Production laitière : s'adapter à un nouveau contexte
La rencontre organisée par la FDSEA des Landes a permis aux producteurs laitiers d'échanger sur la conjoncture lait, mais aussi sur les enjeux de la contractualisation ou sur les marges de manoeuvre pour augmenter la compétitivité.
Les débats étaient riches et de qualité à la section lait qui réunissait jeudi 18 mars une quarantaine de producteurs, dont de nombreux jeunes, à Mont-de-Marsan. Au programme de la soirée, la section avait prévu l'intervention de Gilles Psalmon, directeur de la fédération nationale des producteurs de lait (FNPL), sur la contractualisation et de Guillaume Bourge, animateur à la FRPL sur la conjoncture lait.
Les principaux éléments de conjoncture laissent apparaître un léger mieux. Au niveau mondial, la collecte se stabilise et la reprise de la demande reste une inconnue. « Les cours des produits industriels, tels le beurre ou la poudre de lait, étaient en hausse fin 2009. Ils se stabilisaient en janvier et baissaient un peu en février.

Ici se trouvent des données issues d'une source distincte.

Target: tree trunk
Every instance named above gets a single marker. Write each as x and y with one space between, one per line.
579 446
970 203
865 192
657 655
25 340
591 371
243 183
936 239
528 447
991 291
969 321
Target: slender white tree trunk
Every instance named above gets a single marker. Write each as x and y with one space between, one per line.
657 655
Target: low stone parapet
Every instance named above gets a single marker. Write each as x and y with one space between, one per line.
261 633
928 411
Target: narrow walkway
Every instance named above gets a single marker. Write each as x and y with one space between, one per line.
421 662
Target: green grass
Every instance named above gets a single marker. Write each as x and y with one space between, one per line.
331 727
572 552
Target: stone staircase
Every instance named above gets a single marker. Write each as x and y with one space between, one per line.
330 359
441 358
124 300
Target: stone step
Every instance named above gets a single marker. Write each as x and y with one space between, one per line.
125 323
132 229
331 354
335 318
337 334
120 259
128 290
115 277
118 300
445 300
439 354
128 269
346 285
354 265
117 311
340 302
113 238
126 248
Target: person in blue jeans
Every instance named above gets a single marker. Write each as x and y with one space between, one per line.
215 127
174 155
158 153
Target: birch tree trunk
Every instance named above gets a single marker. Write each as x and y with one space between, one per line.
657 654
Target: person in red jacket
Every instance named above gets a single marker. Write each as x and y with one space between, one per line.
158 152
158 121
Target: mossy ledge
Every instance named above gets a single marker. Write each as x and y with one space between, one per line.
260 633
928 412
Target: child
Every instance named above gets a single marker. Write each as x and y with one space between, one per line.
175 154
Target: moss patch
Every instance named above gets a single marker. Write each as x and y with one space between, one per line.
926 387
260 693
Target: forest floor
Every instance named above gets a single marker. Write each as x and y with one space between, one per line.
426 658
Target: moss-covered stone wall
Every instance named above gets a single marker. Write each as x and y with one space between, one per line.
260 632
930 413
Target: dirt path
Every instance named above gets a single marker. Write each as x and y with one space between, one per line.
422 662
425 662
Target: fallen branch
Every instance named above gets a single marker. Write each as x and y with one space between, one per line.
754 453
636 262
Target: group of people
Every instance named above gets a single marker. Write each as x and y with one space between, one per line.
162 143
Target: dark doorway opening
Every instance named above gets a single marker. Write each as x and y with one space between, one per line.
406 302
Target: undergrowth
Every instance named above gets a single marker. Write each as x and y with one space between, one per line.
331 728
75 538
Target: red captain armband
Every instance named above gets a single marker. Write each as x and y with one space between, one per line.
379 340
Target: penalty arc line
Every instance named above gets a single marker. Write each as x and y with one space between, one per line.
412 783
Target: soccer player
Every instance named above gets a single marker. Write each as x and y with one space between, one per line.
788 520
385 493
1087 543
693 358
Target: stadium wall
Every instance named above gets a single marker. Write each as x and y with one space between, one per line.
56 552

La tendance serait de nouveau à la hausse, mais il est difficile d'estimer ce que seront les prochains mois ». La production allemande progresse
Dans le reste de l'Europe, la collecte se stabilise également, mais les Etats membres sont sur des stratégies complètement différentes. Ainsi, l'Allemagne est sur une logique d'accroissement de la production, qui a déjà progressé de 3 % depuis l'an dernier. « Ils font leur quota laitier à 99 %, y compris leur 1 % de production supplémentaire accordé par l'Europe ».
A l'inverse, la France a fait le choix d'une maîtrise de la production en espérant une augmentation des prix. C'est pourquoi elle a gelé l'augmentation du quota de 1 % accordée par Bruxelles, ainsi que les allocations provisoires (possibilité de prêter à des producteurs les volumes non réalisés par d'autres éleveurs). Ainsi, la France achèvera la campagne (31 mars) à 91 % de sa référence administrative.
Cette stratégie a permis, en 2009, un prix du lait plus élevé de 35 euros en France par rapport à l'Allemagne. Cette politique française est, désormais, remise en cause par les industriels qui contestent l'écart de prix entre l'Hexagone et ses concurrents, en particulier l'Allemagne. Ils estiment que le surcoût du lait français entraîne une baisse de compétitivité des entreprises et une dégradation de la balance commerciale des produits laitiers français en 2009.
Dans un tel contexte, Jean-Yves Haurat, président de la commission lait à la chambre d'agriculture, plaide pour une progression de la production de lait en France : « il est utopique de penser que la position française de maîtrise du lait puisse être partagée avec d'autres membres de l'Union européenne. De plus, on subit les décisions prises par l'Allemagne et d'autres pays européens qui entraînent une surproduction en Europe et des baisses des prix ». Il estime donc que les producteurs français doivent donc « cesser de se faire piquer leurs parts de marchés ». En produisant plus, ils pourront par ailleurs diluer les charges sur leur exploitation. « La France ne doit pas être seule à mettre le frein sur la production. Si nous montrons que nous pouvons faire notre référence, les autres pays se décideront peut-être enfin à réduire leur volume ».
Gilles Psalmon, directeur de la FNPL, a quant à lui insisté sur l'entrée de la filière laitière dans une autre époque. Les outils de régulation des marchés agricoles, avec soutien des prix et encadrement des volumes disparaissent progressivement. En 2015, les quotas laitiers n'existeront plus. « La FNPL ne voulait pas de ces changements et s'est battue contre. Mais maintenant, il faut faire avec ».
L'enjeu est donc dorénavant de faire face à un marché européen du lait beaucoup plus volatil. Il est aussi que producteurs et transformateurs construisent ensemble une nouvelle relation, un nouveau mode d'organisation, puisqu'ils se retrouvent face à face suite au désengagement de L'État. « 80000 producteurs se trouvent face à 200 entreprises laitières, elles-mêmes face à 5 ou 6 centrales d'achat. Il y a là un rapport de force déséquilibré ».
Pour rééquilibrer le rapport de force, la mise en place d'une interprofession est primordiale car elle permet un lien entre les maillons de la filière. « Cette interprofession doit être confortée par la loi. Son rôle, demain, doit être d'éclairer le marché, de donner des indicateurs de prix, de volume, d'éditer un guide des bonnes pratiques contractuelles entre producteurs et transformateurs ». Elle aurait ainsi un rôle de garde-fou important pour le producteur. La FNPL souhaite par ailleurs un renforcement des groupements de producteurs laitiers à l'échelle du bassin de production.